Without certainty science is nothing more than seemingly sophisticated guesswork.
Sir Francis Bacon
Statistical analyses and consequently statistical inferences are increasingly important components (but not all) of inferential processes. For example, consider a transplant study designed to determine whether a new drug decreases the likelihood a of developing acute graft-versus-host disease (GvHD) compared with a placebo. You do the study, collect the results and perform a statistical test, typically a test of a statistical model, often the null hypothesis. Colleagues and reviewers expect you to generate a p-value from these analyses. Usually statistical significance in this context is defined as a pre-set P-value <0.05. A p-value of 0.055 is considered not statistically significant. Does a p-value 0.055 mean: (A) the new drug was ineffective? (B) The results can be accounted for by chance? (C) The null hypothesis is true? (D) All of the above? The correct answer is (E), none of the above. However, try to publish this study in BONE MARROW TRANSPLANTATION and the Editors, Hillard Lazarus and Mohamad Mohty are likely to send you a rapid rejection e-mail.
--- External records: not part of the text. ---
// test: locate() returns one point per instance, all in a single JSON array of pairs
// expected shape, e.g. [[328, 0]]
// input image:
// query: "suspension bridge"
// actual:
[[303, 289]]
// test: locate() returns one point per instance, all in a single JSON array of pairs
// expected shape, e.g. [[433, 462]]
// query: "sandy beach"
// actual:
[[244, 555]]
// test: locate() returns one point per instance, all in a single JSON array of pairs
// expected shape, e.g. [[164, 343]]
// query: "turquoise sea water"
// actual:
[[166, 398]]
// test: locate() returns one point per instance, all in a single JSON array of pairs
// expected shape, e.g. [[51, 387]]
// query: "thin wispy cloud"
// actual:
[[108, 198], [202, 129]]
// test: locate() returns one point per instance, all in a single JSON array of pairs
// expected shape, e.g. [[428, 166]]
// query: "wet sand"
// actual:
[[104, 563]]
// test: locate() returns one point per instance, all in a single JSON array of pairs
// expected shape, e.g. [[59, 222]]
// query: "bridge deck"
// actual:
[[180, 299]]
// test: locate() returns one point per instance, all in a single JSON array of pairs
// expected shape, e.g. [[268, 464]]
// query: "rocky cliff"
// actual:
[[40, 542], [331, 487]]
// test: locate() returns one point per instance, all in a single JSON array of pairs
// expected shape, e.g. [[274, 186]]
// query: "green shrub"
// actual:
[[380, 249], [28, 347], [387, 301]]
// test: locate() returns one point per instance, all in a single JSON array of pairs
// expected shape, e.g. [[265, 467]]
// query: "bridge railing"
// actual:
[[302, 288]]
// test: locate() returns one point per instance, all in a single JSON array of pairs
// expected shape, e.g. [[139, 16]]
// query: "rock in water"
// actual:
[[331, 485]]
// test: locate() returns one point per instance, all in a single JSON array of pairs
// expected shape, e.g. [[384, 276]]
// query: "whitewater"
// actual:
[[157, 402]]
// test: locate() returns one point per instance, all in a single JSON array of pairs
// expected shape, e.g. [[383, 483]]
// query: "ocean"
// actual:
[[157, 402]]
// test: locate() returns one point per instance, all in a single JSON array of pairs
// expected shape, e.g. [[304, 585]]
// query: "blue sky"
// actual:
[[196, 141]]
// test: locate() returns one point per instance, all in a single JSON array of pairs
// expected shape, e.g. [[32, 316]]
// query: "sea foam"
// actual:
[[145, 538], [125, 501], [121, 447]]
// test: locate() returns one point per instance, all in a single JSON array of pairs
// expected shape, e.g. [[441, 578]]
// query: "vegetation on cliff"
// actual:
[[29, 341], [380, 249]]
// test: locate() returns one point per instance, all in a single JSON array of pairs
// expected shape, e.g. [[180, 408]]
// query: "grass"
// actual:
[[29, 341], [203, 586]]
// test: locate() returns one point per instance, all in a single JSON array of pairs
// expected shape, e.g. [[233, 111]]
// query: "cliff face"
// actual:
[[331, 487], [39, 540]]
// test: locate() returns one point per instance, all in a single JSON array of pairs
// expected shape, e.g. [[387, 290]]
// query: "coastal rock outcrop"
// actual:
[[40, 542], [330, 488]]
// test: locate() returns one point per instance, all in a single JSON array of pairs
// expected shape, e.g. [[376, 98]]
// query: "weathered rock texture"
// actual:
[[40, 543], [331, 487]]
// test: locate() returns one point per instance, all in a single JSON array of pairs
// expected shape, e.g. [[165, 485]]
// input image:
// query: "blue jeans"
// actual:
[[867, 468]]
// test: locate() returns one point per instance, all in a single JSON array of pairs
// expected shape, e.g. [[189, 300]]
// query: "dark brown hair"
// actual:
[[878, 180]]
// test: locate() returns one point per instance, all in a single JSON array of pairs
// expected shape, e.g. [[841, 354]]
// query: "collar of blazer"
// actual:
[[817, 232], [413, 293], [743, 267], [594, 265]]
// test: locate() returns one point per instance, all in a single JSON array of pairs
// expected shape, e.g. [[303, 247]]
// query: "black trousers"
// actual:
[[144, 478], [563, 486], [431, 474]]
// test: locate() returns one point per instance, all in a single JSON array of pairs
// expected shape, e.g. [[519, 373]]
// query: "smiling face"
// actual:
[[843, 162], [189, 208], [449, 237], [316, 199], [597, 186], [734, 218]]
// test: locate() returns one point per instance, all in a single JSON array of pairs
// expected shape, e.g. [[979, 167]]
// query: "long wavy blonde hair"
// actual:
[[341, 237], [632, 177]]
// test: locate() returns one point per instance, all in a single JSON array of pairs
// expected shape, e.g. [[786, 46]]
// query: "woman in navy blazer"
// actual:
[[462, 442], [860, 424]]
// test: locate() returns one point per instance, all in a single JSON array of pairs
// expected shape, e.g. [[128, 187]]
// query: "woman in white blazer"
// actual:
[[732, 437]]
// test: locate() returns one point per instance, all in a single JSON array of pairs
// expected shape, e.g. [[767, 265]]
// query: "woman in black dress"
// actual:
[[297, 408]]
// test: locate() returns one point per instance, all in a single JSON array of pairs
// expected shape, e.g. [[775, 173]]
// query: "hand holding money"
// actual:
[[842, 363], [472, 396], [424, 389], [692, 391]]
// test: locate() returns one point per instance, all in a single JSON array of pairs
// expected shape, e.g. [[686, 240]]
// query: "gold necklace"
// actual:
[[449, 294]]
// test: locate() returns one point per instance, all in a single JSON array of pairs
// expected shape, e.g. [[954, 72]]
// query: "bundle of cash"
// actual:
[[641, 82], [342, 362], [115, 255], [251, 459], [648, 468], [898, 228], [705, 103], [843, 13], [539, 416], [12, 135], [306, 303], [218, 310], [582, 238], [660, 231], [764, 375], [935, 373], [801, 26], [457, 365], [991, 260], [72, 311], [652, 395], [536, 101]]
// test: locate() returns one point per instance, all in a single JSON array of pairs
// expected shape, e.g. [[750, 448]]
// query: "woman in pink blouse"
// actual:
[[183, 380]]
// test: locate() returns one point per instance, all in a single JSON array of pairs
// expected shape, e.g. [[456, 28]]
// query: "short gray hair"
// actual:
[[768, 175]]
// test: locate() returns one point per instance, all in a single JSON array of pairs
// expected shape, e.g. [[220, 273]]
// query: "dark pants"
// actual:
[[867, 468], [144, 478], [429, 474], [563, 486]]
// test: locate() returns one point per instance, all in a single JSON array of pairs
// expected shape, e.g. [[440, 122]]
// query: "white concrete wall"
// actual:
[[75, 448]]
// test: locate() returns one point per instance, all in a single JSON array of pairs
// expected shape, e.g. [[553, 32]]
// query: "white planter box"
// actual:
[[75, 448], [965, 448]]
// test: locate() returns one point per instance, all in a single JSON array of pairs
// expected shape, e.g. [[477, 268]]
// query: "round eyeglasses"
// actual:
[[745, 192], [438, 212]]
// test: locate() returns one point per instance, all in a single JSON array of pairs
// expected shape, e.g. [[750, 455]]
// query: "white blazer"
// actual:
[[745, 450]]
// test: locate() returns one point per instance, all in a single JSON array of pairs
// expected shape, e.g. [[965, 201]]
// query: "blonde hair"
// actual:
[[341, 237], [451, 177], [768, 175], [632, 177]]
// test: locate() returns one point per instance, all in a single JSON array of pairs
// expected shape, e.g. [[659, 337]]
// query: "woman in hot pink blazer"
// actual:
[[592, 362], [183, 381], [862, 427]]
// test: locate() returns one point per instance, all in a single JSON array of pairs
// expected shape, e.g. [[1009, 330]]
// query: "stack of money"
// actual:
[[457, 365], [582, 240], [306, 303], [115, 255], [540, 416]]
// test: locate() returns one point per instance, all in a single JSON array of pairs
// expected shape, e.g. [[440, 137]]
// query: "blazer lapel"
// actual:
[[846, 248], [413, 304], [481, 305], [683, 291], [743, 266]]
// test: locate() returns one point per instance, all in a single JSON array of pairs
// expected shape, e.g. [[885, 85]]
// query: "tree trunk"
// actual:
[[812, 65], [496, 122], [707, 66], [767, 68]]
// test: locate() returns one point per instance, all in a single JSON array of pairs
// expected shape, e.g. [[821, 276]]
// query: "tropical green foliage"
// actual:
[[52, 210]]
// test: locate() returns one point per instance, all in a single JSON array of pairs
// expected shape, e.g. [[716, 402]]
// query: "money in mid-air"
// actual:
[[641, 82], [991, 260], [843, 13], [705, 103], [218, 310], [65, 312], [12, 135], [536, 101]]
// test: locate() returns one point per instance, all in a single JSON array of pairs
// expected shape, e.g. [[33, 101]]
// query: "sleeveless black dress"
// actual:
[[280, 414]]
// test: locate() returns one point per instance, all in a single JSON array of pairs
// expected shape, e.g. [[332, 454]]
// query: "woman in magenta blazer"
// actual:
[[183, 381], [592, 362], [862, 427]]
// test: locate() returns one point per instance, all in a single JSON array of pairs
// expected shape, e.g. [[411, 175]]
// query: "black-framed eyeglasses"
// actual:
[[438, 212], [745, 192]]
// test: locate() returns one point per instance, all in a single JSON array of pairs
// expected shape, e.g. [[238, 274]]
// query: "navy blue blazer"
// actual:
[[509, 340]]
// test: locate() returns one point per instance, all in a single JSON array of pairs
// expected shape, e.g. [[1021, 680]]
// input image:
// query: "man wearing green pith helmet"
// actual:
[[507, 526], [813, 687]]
Although most scientific researchers think they know what the p-value is and what it implies about correct interpretation of their data, this is not so. When we informally sampled a cohort of scientific researchers including junior and senior scientists and clinicians, most told us the p-value was a test of whether the null hypothesis was true or not whether a factor was significantly-associated with an outcome, notions we will see are wrong.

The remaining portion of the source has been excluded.